Le Liban pourrait être confronté à une nouvelle crise des déchets dans les prochains mois, a averti le ministre des Finances, Yassine Jaber, appelant à une mobilisation rapide pour éviter une nouvelle impasse.

Le président de la municipalité de Jdeidé-Bauchrié-Sad, Auguste Bakhos, a indiqué avoir engagé des discussions avec le chef du service des déchets solides au ministère de l'Environnement, Marwan Rizkallah, afin de préparer un projet destiné à renforcer la gestion des déchets dans la région.

Selon lui, la décharge de Jdeidé devrait atteindre sa capacité maximale d'ici la fin de l'été, alors que le Conseil des ministres a prévu qu'elle soit remise à la municipalité une fois son exploitation achevée, au plus tard le 31 décembre 2026. Si aucune solution n'est trouvée d'ici là, une nouvelle crise des déchets pourrait toucher le Metn, Beyrouth et Jounieh.

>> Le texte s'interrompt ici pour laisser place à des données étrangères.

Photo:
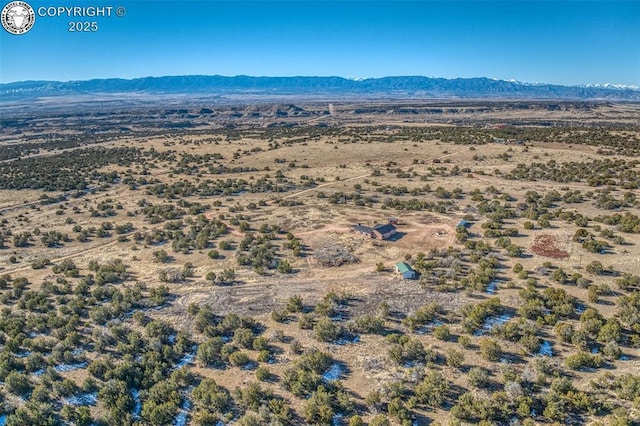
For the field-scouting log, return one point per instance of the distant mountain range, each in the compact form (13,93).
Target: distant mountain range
(385,87)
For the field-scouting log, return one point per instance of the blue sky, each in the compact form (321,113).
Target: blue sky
(570,42)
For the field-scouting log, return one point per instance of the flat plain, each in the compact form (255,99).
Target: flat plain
(197,263)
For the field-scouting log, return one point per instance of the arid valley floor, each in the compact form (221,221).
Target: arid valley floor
(196,263)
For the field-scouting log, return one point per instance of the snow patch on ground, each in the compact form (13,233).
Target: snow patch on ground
(62,368)
(187,359)
(545,349)
(181,417)
(428,327)
(491,323)
(341,342)
(492,287)
(333,373)
(83,399)
(137,409)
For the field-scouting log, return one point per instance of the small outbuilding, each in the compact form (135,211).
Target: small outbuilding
(379,232)
(406,271)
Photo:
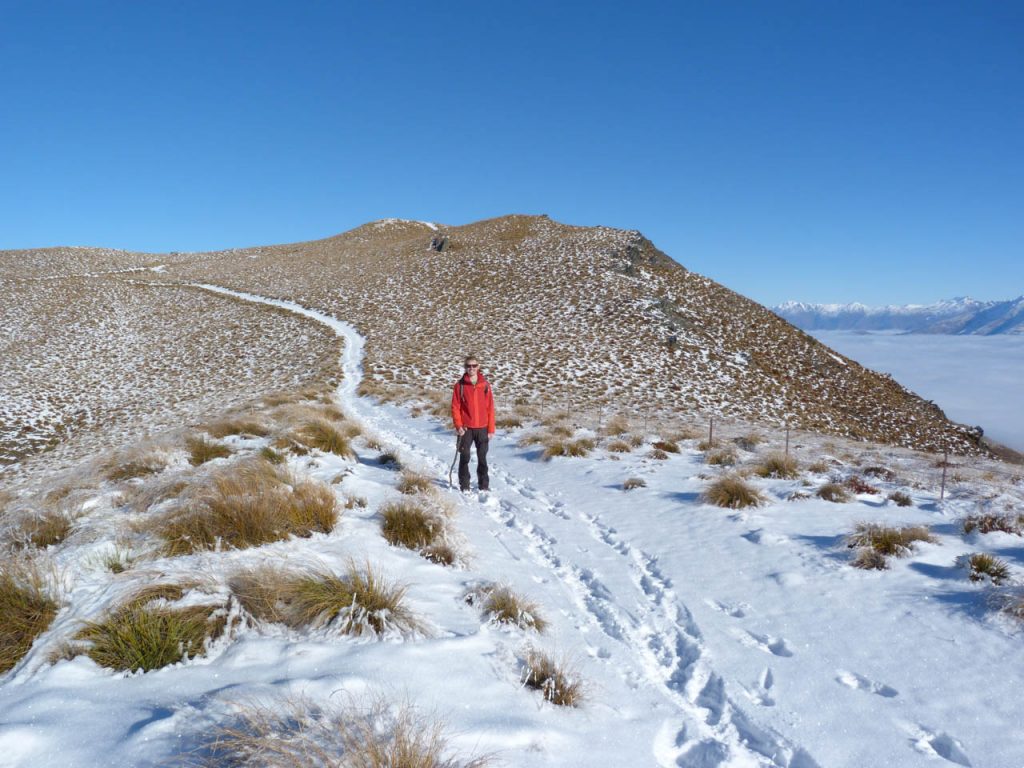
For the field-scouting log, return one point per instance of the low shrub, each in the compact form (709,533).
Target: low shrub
(987,523)
(732,493)
(503,605)
(556,682)
(723,457)
(858,485)
(981,565)
(356,603)
(201,450)
(141,635)
(777,465)
(833,492)
(27,608)
(411,482)
(888,541)
(247,506)
(900,499)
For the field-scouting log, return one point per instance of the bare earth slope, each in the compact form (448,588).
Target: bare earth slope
(593,316)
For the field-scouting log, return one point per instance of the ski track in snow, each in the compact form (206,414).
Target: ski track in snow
(662,644)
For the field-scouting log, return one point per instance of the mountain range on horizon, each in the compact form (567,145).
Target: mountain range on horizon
(962,315)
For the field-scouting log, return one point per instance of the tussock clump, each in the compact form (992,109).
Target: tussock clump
(502,605)
(882,473)
(147,632)
(889,541)
(777,465)
(299,734)
(833,492)
(356,603)
(44,529)
(323,434)
(868,559)
(242,425)
(987,523)
(723,457)
(201,451)
(732,493)
(408,524)
(857,485)
(981,565)
(27,608)
(411,482)
(557,682)
(579,448)
(900,499)
(247,506)
(750,440)
(137,463)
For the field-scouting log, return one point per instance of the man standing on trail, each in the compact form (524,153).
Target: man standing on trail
(473,415)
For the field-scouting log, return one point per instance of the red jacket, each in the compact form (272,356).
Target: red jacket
(473,404)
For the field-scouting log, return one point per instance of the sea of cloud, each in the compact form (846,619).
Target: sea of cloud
(974,379)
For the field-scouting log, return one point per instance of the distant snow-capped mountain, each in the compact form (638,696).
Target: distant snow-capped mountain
(958,315)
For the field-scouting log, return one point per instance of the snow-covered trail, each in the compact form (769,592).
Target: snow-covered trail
(628,611)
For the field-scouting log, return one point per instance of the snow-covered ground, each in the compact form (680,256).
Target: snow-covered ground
(975,379)
(704,637)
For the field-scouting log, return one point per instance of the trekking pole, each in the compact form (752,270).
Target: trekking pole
(458,445)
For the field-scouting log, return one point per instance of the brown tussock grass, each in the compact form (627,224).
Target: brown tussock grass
(732,493)
(201,450)
(249,505)
(559,684)
(360,601)
(27,608)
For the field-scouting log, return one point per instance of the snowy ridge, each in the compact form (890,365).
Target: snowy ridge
(957,315)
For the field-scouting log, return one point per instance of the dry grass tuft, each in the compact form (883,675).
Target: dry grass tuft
(833,492)
(724,457)
(900,499)
(325,435)
(888,541)
(27,608)
(556,446)
(777,465)
(557,682)
(44,529)
(356,603)
(146,633)
(981,565)
(201,451)
(987,523)
(243,425)
(411,482)
(732,493)
(247,506)
(503,605)
(300,734)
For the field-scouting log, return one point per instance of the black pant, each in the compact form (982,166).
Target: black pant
(479,437)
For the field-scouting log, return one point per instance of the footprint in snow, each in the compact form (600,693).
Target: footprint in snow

M. Bakhos a indiqué que le ministère de l'Environnement avait identifié deux sites, l'un près du port de Beyrouth et l'autre à Karantina, pour la construction de centres de traitement d'une capacité de 1.200 tonnes de déchets par jour chacun. Il a toutefois regretté que les modalités de financement de ces projets demeurent incertaines après le retrait de certaines prérogatives accordées à l'Autorité nationale de gestion des déchets solides.

Il a également annoncé que sa municipalité avait obtenu l'autorisation d'aménager un terrain situé en face de la décharge de Jdeidé afin d'y construire un centre de traitement d'une capacité de 100 tonnes par jour, avec l'objectif de développer, à terme, une installation capable de traiter jusqu'à 600 tonnes quotidiennes pour l'ensemble du Metn.

Le responsable municipal a enfin appelé l'État à accélérer la mise en œuvre de solutions durables, estimant que le tri à la source, les infrastructures de traitement et la coopération entre les autorités, les municipalités et les citoyens demeuraient indispensables pour éviter une nouvelle crise environnementale.